Injera é um pão achatado que se parece com um crepe e é a base de alimentação na Etiópia. A farinha de teff é fermentada durante uns dias e cozinhada para acompanhar a refeição como cereal principal.

Para começar precisamos de:

1 copo de farinha de teff ou grão moído na altura

1 copo de água de nascente, filtrada ou fervida

Num recipiente de vidro de misturamos a farinha com a água até estas estarem bem misturadas, tapamos com um pano para poder respirar e deixamos no balcão da cozinha ou noutro sítio quente da casa durante 2 ou 3 dias. Cada vez que passarmos pelo recipiente damos uma agitadela para mais ar entrar, abanando um bocadinho em movimentos circulares. Se a mantivermos num local frio vai durar mais tempo se não vamos ter que alimentá-la a cada 2/3 dias.

Esta será a nossa Massa-Mãe que ficará para a posteridade, quem sabe para as gerações futuras...

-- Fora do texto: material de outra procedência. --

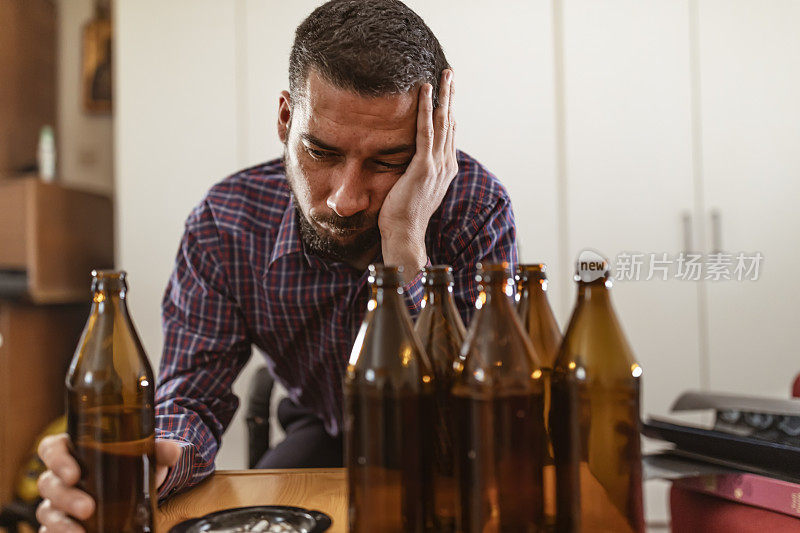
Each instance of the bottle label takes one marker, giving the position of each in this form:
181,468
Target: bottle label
591,266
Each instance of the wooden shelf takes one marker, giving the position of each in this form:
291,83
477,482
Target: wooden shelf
51,237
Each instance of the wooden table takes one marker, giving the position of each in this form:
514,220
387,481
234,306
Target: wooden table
318,489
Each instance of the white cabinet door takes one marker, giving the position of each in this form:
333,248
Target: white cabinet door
629,172
629,178
750,86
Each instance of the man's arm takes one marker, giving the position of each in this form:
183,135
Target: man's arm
490,237
408,207
205,348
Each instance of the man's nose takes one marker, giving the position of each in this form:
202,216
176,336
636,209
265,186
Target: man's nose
349,194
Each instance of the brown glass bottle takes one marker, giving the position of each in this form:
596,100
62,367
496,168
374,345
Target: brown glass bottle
498,404
594,418
110,413
540,324
388,416
442,332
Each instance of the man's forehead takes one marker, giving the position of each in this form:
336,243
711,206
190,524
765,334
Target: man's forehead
325,102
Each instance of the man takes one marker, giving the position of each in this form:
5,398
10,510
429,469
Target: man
276,255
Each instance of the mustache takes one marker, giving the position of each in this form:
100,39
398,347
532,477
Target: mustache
358,221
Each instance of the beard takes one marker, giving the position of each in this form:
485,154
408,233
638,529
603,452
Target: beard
360,231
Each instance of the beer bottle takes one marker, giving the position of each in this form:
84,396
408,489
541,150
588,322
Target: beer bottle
110,413
540,323
498,405
388,397
442,332
594,417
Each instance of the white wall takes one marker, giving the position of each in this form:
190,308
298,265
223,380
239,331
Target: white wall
85,141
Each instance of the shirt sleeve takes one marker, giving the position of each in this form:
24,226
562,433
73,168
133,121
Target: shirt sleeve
205,347
490,236
415,293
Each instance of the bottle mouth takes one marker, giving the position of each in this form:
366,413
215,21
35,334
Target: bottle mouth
385,275
437,275
109,274
109,281
494,273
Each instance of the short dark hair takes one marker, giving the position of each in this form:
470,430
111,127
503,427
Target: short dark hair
373,47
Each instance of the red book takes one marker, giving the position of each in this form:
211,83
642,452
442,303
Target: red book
751,489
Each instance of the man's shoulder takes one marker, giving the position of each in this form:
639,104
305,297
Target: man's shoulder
255,197
474,190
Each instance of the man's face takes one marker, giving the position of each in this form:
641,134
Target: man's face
343,153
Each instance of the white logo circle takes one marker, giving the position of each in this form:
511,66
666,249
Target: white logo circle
591,266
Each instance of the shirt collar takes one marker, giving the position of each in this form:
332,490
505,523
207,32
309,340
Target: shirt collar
288,238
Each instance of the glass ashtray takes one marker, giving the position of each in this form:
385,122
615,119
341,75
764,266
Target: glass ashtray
265,519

Depois de alguns dias vamos ver bolhinhas a virem à superfície:

Este burbulhar é a indicação de que a fermentação já está a acontecer e que podemos pasar ao passo seguinte...

Massa para Injera

faz 8 crepes

1 copo de Massa-Mãe de Teff - dada em cima

1 copo de farinha de teff

1 copo de água

1 pitada de sal

Retiramos um copo de Massa-Mãe e em retorno adicionamos meio copo de farinha de teff e de água, este é o método com que se trabalha com qualquer tipo de massa fermentada que queiramos manter. Numa nova tigela depositamos o copo de Massa-Mãe e o resto dos ingredientes e esperamos umas horas até vermos que a massa subiu e toda ela tem agora bolhinhas. Este processo depende da temperatura ambiente, quanto mais quente estiver mais rápido se dá a fermentação.

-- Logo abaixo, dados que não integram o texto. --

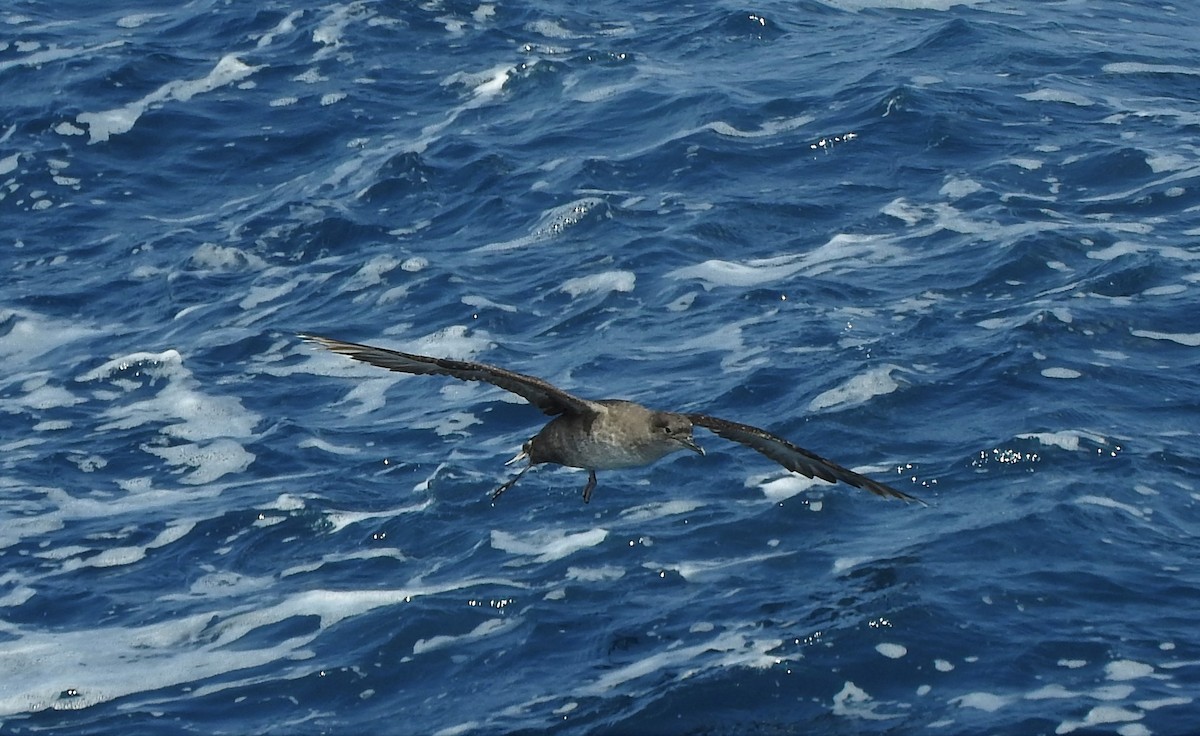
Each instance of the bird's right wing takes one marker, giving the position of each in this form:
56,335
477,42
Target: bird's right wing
546,396
793,458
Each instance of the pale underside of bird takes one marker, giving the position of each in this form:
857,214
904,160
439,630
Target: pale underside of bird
609,434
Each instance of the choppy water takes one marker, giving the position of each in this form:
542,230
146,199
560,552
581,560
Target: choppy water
949,244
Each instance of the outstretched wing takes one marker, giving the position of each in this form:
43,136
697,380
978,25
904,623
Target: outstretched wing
793,458
547,398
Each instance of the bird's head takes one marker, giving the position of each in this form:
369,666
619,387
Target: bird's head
675,429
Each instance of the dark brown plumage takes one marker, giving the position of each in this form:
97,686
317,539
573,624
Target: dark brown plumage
606,434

Quando a massa tiver crescido aquecemos uma frigideira larga em lume médio e passamos um bocadinho de nada de óleo de côco ou girassol, não queremos fritar a injera só queremos que não adira à frigideira. Quando a frigideira estiver quente - podem usar o teste da gota de massa - misturamos a massa com uma concha de sopa, e ao mesmo tempo que deixamos a massa escorrer vamos virando a frigideira para que a massa cubra o fundo tal como se faz um crepe, a massa não deve estar espessa mas deslizar bem na frigideira, se estiver muito grossa adicionem mais água. Mal a massa comece a mostrar bolhinhas no centro tapamos com uma tampa e deixamos cozinhas por mais 1 ou 2 minutos. Quando virmos que está cozida e as bordas estão soltas da frigideira podemos retirar a injera com a ajuda de uma espátula. O melhor é mantê-las num prato e empilhadas pois ficam mais moles que é o que queremos.

Injeras empilhadas prontas a receber os acompanhamentos.

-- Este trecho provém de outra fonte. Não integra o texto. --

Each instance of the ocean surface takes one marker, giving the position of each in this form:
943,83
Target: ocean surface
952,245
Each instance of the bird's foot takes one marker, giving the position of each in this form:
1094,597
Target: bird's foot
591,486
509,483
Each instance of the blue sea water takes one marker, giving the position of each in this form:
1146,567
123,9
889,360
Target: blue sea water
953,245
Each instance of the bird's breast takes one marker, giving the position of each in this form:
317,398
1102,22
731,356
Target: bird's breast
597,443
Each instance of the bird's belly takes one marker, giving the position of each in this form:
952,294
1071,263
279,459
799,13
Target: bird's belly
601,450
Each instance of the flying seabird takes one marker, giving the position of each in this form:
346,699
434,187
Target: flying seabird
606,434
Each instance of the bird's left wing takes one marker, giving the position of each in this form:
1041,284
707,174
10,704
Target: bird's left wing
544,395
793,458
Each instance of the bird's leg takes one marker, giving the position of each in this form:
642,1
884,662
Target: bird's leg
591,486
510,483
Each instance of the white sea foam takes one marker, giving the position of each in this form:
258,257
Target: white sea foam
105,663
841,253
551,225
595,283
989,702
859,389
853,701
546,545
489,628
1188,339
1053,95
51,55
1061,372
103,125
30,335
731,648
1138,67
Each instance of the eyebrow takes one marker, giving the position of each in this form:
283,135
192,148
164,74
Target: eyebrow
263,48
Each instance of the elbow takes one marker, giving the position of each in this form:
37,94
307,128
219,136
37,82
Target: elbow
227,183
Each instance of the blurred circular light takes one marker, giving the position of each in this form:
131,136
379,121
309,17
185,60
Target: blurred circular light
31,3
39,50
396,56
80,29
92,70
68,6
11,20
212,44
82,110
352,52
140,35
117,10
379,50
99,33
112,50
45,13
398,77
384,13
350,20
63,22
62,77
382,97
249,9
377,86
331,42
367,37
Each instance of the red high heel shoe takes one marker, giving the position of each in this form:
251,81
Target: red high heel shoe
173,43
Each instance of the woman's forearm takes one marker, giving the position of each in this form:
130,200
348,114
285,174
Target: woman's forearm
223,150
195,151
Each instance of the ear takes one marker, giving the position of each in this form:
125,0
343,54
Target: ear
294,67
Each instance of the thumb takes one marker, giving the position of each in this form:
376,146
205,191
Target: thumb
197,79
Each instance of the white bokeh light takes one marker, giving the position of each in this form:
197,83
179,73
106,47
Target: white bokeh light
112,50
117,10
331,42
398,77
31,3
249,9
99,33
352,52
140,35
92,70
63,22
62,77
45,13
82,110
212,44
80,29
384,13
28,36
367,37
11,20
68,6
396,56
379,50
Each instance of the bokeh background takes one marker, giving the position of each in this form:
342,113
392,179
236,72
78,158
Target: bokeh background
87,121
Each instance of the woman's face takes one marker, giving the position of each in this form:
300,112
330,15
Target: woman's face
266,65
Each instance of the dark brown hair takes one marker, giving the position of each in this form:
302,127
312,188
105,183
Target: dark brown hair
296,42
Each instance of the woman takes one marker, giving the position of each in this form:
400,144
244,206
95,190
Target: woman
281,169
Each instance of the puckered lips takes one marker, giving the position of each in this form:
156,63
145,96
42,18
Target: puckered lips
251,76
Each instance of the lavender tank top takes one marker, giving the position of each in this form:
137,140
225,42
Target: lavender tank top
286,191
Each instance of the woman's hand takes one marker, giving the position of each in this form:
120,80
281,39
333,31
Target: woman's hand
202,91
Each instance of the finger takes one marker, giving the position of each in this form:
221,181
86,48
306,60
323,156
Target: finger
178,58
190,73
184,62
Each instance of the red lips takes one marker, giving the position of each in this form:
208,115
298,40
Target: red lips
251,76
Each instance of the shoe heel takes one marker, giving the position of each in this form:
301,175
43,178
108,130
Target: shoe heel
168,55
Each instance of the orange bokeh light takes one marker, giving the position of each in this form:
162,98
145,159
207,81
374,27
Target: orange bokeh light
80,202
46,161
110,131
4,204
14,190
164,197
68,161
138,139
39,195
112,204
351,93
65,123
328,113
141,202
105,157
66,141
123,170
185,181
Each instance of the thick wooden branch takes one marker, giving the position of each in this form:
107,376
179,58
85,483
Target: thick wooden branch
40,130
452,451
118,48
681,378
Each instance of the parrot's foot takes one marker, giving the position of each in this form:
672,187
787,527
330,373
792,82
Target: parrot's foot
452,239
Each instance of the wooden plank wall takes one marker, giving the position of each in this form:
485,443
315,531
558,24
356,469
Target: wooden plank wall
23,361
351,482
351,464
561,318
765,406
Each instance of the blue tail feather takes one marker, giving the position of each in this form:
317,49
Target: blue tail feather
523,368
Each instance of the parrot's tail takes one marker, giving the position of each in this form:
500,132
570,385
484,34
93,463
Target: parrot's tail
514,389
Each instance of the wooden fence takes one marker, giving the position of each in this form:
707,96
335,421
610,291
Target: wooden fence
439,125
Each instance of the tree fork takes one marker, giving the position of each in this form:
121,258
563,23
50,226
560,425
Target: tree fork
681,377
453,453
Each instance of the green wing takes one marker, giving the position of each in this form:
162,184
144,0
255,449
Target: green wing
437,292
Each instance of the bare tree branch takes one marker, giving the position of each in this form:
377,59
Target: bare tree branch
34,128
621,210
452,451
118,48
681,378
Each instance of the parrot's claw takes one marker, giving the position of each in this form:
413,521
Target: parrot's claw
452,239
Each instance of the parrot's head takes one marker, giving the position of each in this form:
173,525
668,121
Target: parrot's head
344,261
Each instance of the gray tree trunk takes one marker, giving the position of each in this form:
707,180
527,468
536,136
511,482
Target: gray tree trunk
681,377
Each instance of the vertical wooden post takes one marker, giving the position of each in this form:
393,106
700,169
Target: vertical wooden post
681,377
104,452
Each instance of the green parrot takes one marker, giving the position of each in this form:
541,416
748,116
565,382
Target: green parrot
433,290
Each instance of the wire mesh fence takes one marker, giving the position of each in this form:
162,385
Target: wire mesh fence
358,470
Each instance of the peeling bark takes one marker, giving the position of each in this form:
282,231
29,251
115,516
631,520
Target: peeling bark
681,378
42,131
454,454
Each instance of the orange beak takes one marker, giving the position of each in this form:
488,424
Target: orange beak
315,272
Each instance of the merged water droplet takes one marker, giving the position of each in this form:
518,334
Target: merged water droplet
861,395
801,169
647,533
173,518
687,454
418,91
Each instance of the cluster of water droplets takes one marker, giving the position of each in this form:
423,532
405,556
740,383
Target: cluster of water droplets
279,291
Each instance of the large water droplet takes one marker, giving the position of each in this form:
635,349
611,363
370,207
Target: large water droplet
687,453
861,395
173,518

Tradicionalmente as Injeras servem como de "prato e colher comestíveis" onde acompanhamentos são depositados em cima para o desfrute de todos. Acompamentos podem ser o que vos apetecer mas normalmente usam-se um prato de leguminosas, um de vegetais variados e um de verdes com muitas especiarias à mistura. Neste caso usamos um puré de batata doce com cominhos, gengibre e alho, um de beringela, tomate e coentros e couve-flor e cenoura fermentadas.

Injera é um prato maravilhoso e a verdade é que qualquer cereal pode ser usado para subsituir o teff se não estiver disponível, o processo é muito semelhante, na Índia usam arroz, lentilhas e feno-grego para fazer a massa, e nós já fizemos com farinha de grão de bico e também com feijão frade e estavam os dois deliciosos.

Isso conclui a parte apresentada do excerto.